Cela se reflète à l'évidence dans la crise actuelle, la toute petite crise dans le petit bocal de Radio Courtoisie. Tant d'amis vont encore y ramer pour en maintenir les lambeaux. Certains sont loin de pouvoir être tenus pour des oripeaux et la plupart souhaitent encore la maintenir radio culturelle, à défaut de se révéler vraiment "associative". Je leur maintiens aux uns mon amitié, aux autres mon estime.
Je pourrais m'appliquer, pas besoin d'artifice, à faire le tableau de tel personnage exaspérant, cassant et péremptoire: je dirai simplement qu'il distille en moi, tout simplement, impardonnablement, l'ennui.
Le discord vient de plus loin.
Le désaccord en profondeur porte au bout du compte sur ceci : entrée dans la tutelle de la politique et de ses jeux d'appareils, — car telle est la préoccupation dominante de l'actuelle gestion de fait, — elle s'emploiera à diviser les droites, y compris dans la prétention à en incarner l'unification factice, dans une référence artificielle et rhétorique à "la droite" et non plus à faire cohabiter "les droites", expression qu'employait toujours Jean Ferré.
Il ne s'agit pas ici d'une simple nuance.
Reconstruire un espace où l'intelligence, l'esthétique et la culture seront recherchées et appréciées pour elles-mêmes indépendamment du pouvoir d'État et de l'arrogance des politiques, on jugera peut-être qu'il s'agit d'une ambition démesurée.
L'intention ne doit pas s'en fourvoyer dans la polémique. Défendre la liberté, suppose que l'on accepte celle des autres. Qu'ils s'expriment donc. Qu'ils profitent des derniers temps du monopole hertzien géré par des institutions para-étatiques pour s'accrocher aux illusions nostalgiques de la souveraineté jacobine.
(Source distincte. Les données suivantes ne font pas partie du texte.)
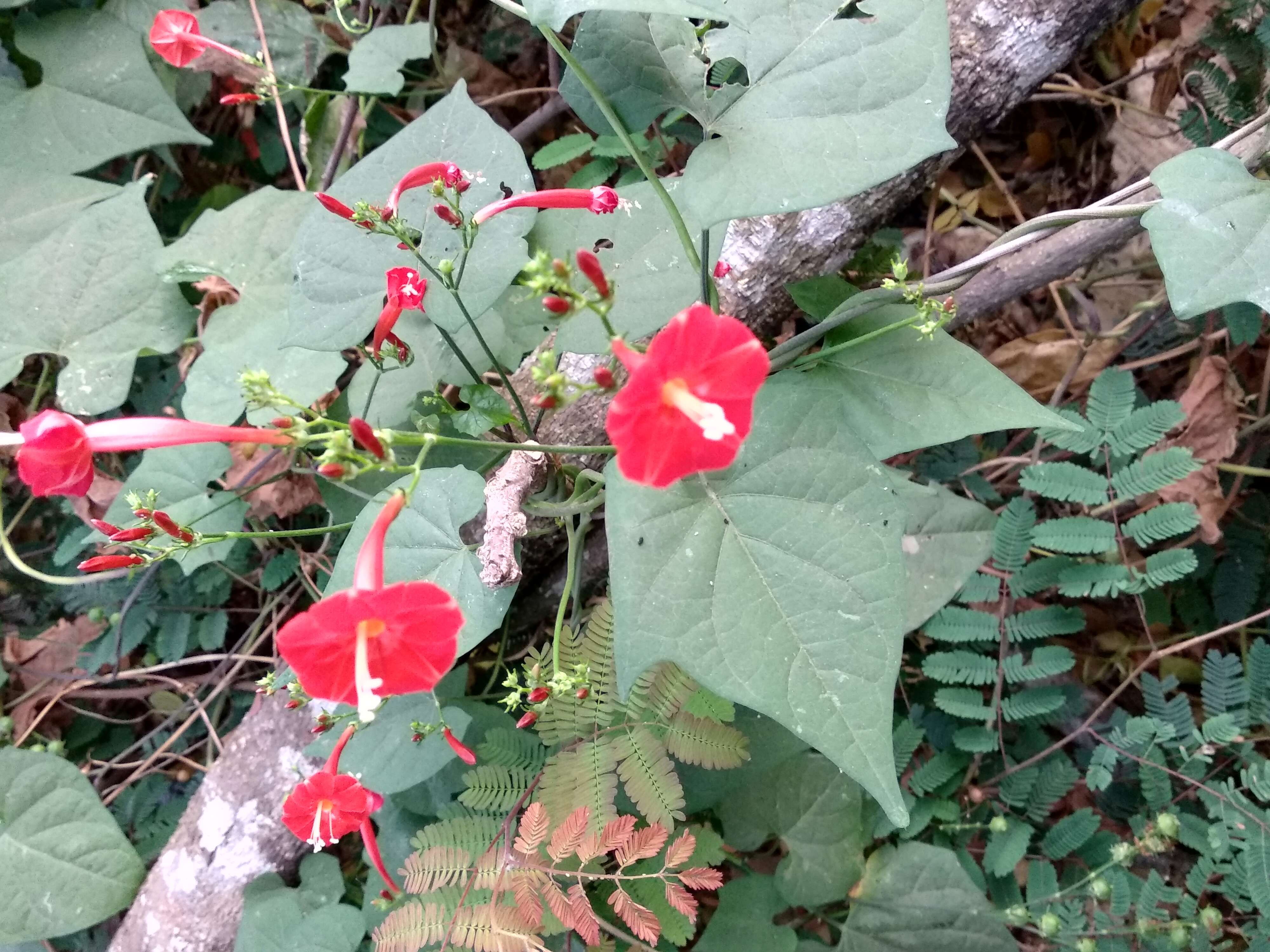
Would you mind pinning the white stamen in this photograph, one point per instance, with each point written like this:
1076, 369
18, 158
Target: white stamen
366, 697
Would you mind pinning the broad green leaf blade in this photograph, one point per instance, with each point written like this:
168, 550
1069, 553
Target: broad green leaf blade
906, 393
647, 265
64, 861
554, 13
816, 810
338, 268
36, 205
947, 538
919, 898
305, 920
383, 755
1210, 232
424, 543
777, 583
104, 305
377, 59
297, 44
74, 121
181, 477
248, 336
744, 921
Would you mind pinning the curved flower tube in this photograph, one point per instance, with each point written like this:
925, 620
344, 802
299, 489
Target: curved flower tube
426, 175
690, 399
55, 455
374, 640
600, 200
176, 37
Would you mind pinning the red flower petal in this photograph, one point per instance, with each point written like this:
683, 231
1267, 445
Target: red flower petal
721, 366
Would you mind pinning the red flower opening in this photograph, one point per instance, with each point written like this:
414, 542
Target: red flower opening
55, 456
176, 37
366, 643
600, 200
406, 294
690, 399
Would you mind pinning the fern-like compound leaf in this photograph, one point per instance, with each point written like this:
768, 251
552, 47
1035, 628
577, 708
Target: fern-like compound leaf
1012, 539
1154, 473
1112, 398
1146, 427
1076, 535
1163, 522
1066, 483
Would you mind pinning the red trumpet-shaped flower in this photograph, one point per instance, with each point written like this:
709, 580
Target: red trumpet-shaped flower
689, 403
176, 37
365, 643
600, 200
55, 451
406, 294
448, 173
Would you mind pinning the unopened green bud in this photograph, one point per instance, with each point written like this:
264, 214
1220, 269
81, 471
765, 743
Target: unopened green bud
1050, 926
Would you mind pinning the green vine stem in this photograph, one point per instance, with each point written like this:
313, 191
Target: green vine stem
620, 130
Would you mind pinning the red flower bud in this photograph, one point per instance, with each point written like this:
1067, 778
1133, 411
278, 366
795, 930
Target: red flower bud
448, 215
167, 524
590, 266
365, 436
465, 753
101, 564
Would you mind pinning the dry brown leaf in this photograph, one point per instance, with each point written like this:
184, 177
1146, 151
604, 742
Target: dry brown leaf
1039, 361
1212, 403
44, 658
283, 498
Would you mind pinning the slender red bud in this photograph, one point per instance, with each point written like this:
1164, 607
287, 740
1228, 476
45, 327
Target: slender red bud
101, 564
465, 753
590, 266
167, 524
448, 215
365, 436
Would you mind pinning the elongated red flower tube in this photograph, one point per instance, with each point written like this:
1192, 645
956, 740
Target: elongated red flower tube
406, 294
101, 564
600, 200
465, 753
365, 436
589, 263
690, 399
426, 175
55, 454
374, 640
175, 35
Quant à votre serviteur, avec ses amis d'Arcole, il contribuera à une expression libérée de toute attache avec un parti politique, quel qu'il soit, ouverte à toutes les droites et j'ose le dire insolemment au-delà des clivages politiciens de l'Hexagone, à la recherche de l'intelligence, du talent et de la vérité c'est-à-dire, très ambitieusement au-delà des frontières et des cicatrices de la petite histoire politique à la grande Histoire de la grande Europe, la vraie, celle de la culture, celle de l'esprit, celle de la Liberté.
JG Malliarakis
©L'InsolentL'Enregistrement de cette libre chronique est installée sur le site d'ARCOLE
(1) On trouvera, pour ceux qui ont manqué un (ou plusieurs) épisodes sur le site d'Arcole, Amicale des responsables d'émission de Radio Courtosie, les circosntances de cette crise, qui dure depuis le 23 octobre, et de ma démission publique le 23 février.
(2) L'expression est de Monnerot.
(3) Dans son éditorial de Monde & Vie numéro 775 daté du 24 février 2007
(4) Voir l'intéressant dossier du Nouvel Observateur numéro 2206 du 15 février 2007. "Les intellectuels et la droite Ceux qui basculent, ceux qui résistent." Vous êtes toujours de gauche? demande le journal à Bernard-Henri Lévy. Qui répond "Oui, naturellement. La gauche est mon univers fondateur."